Из «Слова» письмо – боюсь перечесть. Я у них взял аванс в 100 р. и не дал ни строки. С «Натом» я мучаюсь страшно. 2 недели пишу первые сто строк, и впереди нет ни одной мысли.

Ужасно то, что я не несу никакого учения, не имею никакого пафоса. Я могу писать только тогда, если хоть на минуту во мне загорится что-нб. эмоциональное. Если б у меня была «идея», я был бы писатель. А когда нет «пафоса», я почти безграмотен, беспомощнее всех и завидую репортерам, которые связно могут написать десять строк. Прав был Рейтер, который про первые мои писания говорил: вы человек нервный, не дурак. Вы хорошо пишете, покуда есть нервы. Станете старше – или хоть каплю вылечитесь, пропало. – И теперь это сбывается. Где теперь Рейтер? Вот единственный человек, который оказал на меня хорошее влияние. Он был эпикуреец, из тех, что кончают жизнь самоубийством. Бывало, иду через всю Одессу к нему на край города в 10–11 ч., подойду к его окну – и кричу: «Сергей Сергеевич!» Появляется сонное лицо совершенно голого человека – толстенького, румяного, лет 22-х. «Сейчас». Он открывает дверь, и когда я вхожу, он уже бросается на кушетку и снова засыпает. Он был математик, но читал все и знал все. Жаботинский хотел сделать его сионистом, Рейтер сделался: он ежедневно стал пить по полбутылки палестинского вина. Играл он в шахматы а ля вегль[123] со мною – и всегда выигрывал. Мы с ним вели переписку стихами, и я помню из его «Попурри» такие строки:

Лысый, с белой бородою (Никитин)

Старый русский великан (Лермонтов)

С догарессой молодою (Пушкин)

Упадает на диван (Некрасов).

Кончается это так:

И с каким-то армянином (Некрасов)

Он загладил свой позор!* (Пушкин).

У него был дар особенно хорошо смеяться. Мы ходили с ним на Фонтан пешком, и, помню, он читал мне вслух по дороге Щедрина и хохотал. Толстенький. Помню, как утром, завернутый в простыню, читал мне «Quo…que tandem, Catilina»[124], – и я чувствовал себя Катилиной – и потуплял глаза.

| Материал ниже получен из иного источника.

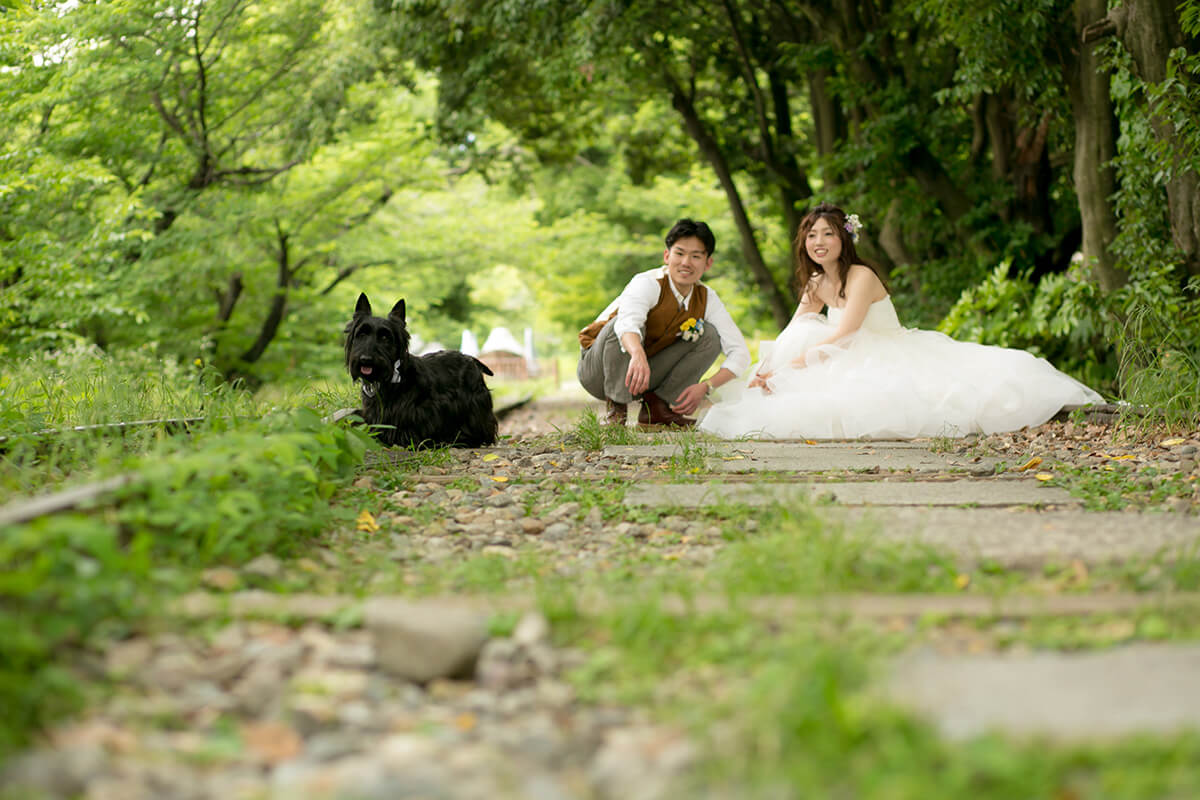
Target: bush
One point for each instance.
(1063, 319)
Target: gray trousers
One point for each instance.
(677, 366)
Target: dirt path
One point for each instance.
(328, 677)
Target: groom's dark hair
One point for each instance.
(685, 228)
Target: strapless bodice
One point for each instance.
(880, 317)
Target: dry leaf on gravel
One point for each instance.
(271, 743)
(366, 522)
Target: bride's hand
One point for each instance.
(813, 355)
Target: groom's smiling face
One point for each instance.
(687, 262)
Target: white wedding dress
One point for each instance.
(888, 382)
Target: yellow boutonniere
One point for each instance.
(691, 329)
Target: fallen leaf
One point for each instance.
(271, 743)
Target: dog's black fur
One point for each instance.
(417, 402)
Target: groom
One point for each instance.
(661, 335)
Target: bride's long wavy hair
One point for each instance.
(807, 269)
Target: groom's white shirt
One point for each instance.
(642, 293)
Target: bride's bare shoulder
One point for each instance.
(863, 277)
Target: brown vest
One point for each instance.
(663, 320)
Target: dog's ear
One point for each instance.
(397, 312)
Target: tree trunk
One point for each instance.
(777, 301)
(1150, 29)
(270, 325)
(1096, 146)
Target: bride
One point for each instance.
(859, 373)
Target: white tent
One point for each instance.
(502, 341)
(469, 343)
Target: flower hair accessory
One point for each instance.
(853, 224)
(691, 329)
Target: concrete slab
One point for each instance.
(1069, 697)
(879, 493)
(766, 449)
(792, 457)
(1029, 539)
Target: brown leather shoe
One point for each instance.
(655, 411)
(616, 413)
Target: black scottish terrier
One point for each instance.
(417, 401)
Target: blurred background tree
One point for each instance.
(219, 180)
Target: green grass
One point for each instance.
(1114, 487)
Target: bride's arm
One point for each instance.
(810, 304)
(863, 288)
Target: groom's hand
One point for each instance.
(689, 401)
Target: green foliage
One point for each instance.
(1062, 318)
(225, 498)
(1161, 347)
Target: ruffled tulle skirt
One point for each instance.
(889, 382)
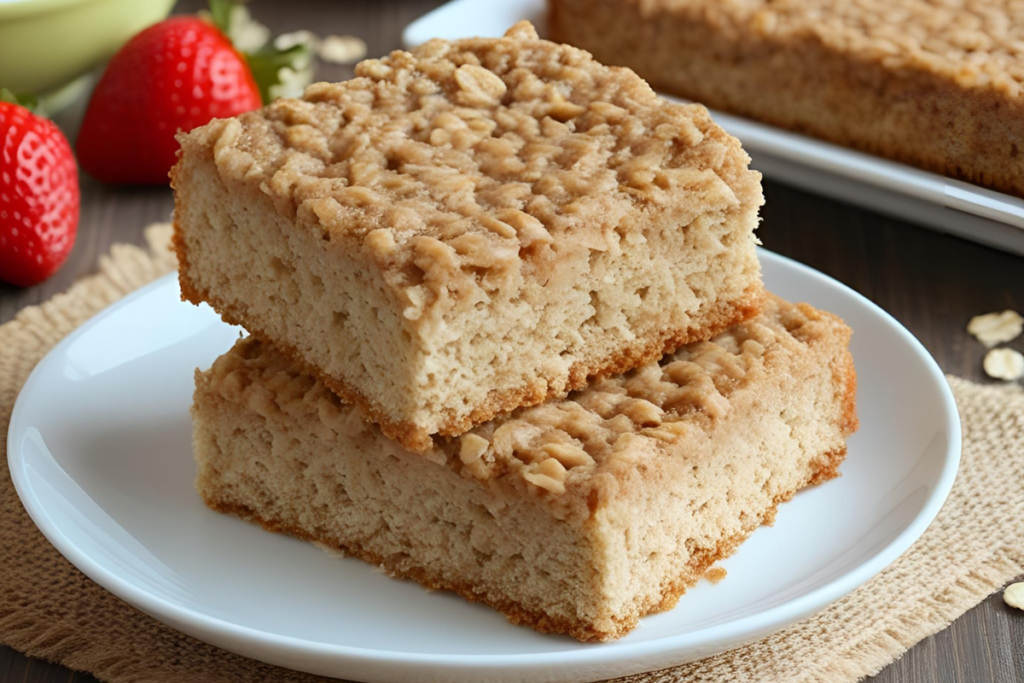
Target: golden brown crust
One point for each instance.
(700, 562)
(943, 92)
(417, 439)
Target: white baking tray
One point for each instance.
(889, 187)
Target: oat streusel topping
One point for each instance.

23-е сентября. Написал о смертной казни*, – в печати так переделано, что больно смотреть. Но от Чюминой уже получил восторженное письмо. Вчера отвозил Татьяну Александровну в город: она заболела. Жар. Чувствую себя бодро и сейчас написал смешное письмо Либровичу. Уверен, что лекцию напишу хорошую, а это самое, самое главное.

5 ноября. Сажусь за работу над Ибсеном*. Раннее утро. 8-го лекция повторяется.

1) От сестры Владимира Соловьева, Allegro, слышал: Вл. Соловьев сказал ей однажды: «Ты моя жена!» Она изумилась: почему? – «Мы же на ты» (женаты). 2) Ночевал прошлую ночь у Анненских. Рылся в библиотеке. Вижу книжку Чулкова «Тайга». На ней рукою Владимира Короленки написано: «В коллекцию глупостей». Хочу записывать такие литературные мелочи, авось хоть на что-нб. пригодятся. Для них заведу в дневнике особую страницу. Книжка моя только что вышла.

ОСОБАЯ СТРАНИЦА [не датировано; 1908–09 г. – Е. Ч.]

3) Пшибышевский рассказывал мне об Ибсене. Он познакомился с Ибсеном в Христиании на каком-то балу (рауте?). Ибсен пожал ему руку и, не глядя на него, сказал: «Я никогда не слыхал вашего имени. Но по лицу вашему я вижу, что вы борец. Боритесь, и вы достигнете своего. Будьте здоровы». Пшибышевский был счастлив. Через неделю он увидел Ибсена на улице и догнал его: «Я – Пшибышевский, здравствуйте».

Ибсен пожал ему руку и сказал: «Я никогда не слыхал вашего имени, но по лицу вашему я вижу, что вы борец. Боритесь, и вы достигнете своего. Будьте здоровы».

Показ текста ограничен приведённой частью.